Cuando el taller de Gutenberg imprimía las primeras 180 biblias, faltaban más de cuatro décadas para que la expedición de Cristóbal Colón llegue a la isla Guanahani en las Indias Occidentales, en octubre de 1492. El 2022, año del lanzamiento de ChatGPT, también fue el año con más lanzamientos espaciales en la historia, la mayoría de SpaceX y de la República Popular China.
En el siglo XV Europa vivió una etapa de transición. La expansión del comercio impulsó el desarrollo de la banca y el crédito; la monarquía, dispuesta a desafiar el dominio papal, preparaba el aparecimiento del mercantilismo. En el primer tercio del siglo XXI se vive otra transición, liderada por el capital financiero y la tecnología; la globalización liquidó el fordismo conducido por Estados Unidos. La República Popular China tomó el liderazgo económico y el eje dinámico de la economía mundial se desplazó del Atlántico norte hacia la cuenca del Pacífico.

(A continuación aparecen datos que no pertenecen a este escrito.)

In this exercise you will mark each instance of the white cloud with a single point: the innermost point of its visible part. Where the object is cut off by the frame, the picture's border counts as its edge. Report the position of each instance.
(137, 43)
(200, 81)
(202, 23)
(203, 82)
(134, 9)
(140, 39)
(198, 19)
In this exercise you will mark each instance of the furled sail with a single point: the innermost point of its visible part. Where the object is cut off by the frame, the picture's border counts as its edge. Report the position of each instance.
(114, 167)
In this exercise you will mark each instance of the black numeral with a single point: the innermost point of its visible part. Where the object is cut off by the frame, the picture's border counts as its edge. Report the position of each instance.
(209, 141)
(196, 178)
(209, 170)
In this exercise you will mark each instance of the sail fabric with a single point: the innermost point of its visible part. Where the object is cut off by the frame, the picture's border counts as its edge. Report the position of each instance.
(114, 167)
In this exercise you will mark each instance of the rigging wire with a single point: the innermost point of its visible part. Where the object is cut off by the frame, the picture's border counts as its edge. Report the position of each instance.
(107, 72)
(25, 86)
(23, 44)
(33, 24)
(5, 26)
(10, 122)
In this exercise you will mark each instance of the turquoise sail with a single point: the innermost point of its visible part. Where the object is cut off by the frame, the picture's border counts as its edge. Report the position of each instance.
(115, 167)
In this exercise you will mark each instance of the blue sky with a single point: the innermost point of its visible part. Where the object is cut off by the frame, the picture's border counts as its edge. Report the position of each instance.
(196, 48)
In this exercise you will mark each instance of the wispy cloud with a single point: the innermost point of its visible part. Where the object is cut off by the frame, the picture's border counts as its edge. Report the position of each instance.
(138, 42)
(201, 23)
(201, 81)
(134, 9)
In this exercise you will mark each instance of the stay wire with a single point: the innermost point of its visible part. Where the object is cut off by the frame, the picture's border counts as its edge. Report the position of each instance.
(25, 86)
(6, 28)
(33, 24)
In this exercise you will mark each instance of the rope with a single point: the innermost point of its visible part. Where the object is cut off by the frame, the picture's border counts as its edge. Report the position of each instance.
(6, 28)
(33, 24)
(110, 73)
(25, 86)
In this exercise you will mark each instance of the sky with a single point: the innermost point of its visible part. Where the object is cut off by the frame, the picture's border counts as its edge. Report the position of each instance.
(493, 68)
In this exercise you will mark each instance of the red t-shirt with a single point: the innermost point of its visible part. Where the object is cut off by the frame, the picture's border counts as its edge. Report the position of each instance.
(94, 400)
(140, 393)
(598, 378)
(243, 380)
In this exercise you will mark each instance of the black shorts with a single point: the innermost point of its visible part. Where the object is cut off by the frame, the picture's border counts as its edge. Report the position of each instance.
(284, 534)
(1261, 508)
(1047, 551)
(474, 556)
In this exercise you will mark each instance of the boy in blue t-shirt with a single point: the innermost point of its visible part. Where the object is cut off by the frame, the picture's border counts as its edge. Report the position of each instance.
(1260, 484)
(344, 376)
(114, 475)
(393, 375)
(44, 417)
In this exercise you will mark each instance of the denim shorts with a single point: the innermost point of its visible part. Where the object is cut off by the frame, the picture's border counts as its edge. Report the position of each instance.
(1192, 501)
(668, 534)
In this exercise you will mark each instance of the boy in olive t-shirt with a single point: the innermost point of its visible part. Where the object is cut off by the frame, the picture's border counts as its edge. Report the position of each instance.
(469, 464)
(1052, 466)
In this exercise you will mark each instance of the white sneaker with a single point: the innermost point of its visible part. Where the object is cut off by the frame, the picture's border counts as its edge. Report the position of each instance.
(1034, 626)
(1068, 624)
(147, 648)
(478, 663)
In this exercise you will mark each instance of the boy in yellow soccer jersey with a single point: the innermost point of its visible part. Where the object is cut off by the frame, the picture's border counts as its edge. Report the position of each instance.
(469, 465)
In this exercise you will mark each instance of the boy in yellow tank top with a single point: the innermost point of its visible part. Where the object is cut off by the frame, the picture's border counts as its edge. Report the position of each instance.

Son épocas diferentes, pero con procesos similares. En ambas el poder central se vio asediado. En el siglo XV, los reyes europeos fortalecieron su autoridad y el control de sus reinos; decidieron nombrar a la jerarquía eclesiástica y gravar las propiedades y las rentas de las órdenes religiosas. Los intereses de la nobleza feudal y de la Iglesia Católica se vieron afectados. En el siglo XXI China y Rusia, secundados por los BRICS, también desafían el orden unipolar usufructuado por EE.UU. La polarización social y económica, la desigualdad y el desprecio al multilateralismo que caracterizan al EE.UU. actual han contribuido a minar una hegemonía incontestable hasta hace dos décadas.
En ambas épocas se cuestionó la ideología dominante. En el siglo XV la disipación, la venta de cargos y el nepotismo eclesiales, y las herejías de Juan Wycliffe en Inglaterra; Jan Hus en Bohemia y Girolamo Savonarola en Florencia socavaron la autoridad del papado. En el siglo XXI la crisis financiera mundial de 2008-2009, y las secuelas de la pandemia de 2019-2020 evidenciaron los límites del neoliberalismo, extendido en el planeta entero por casi medio siglo.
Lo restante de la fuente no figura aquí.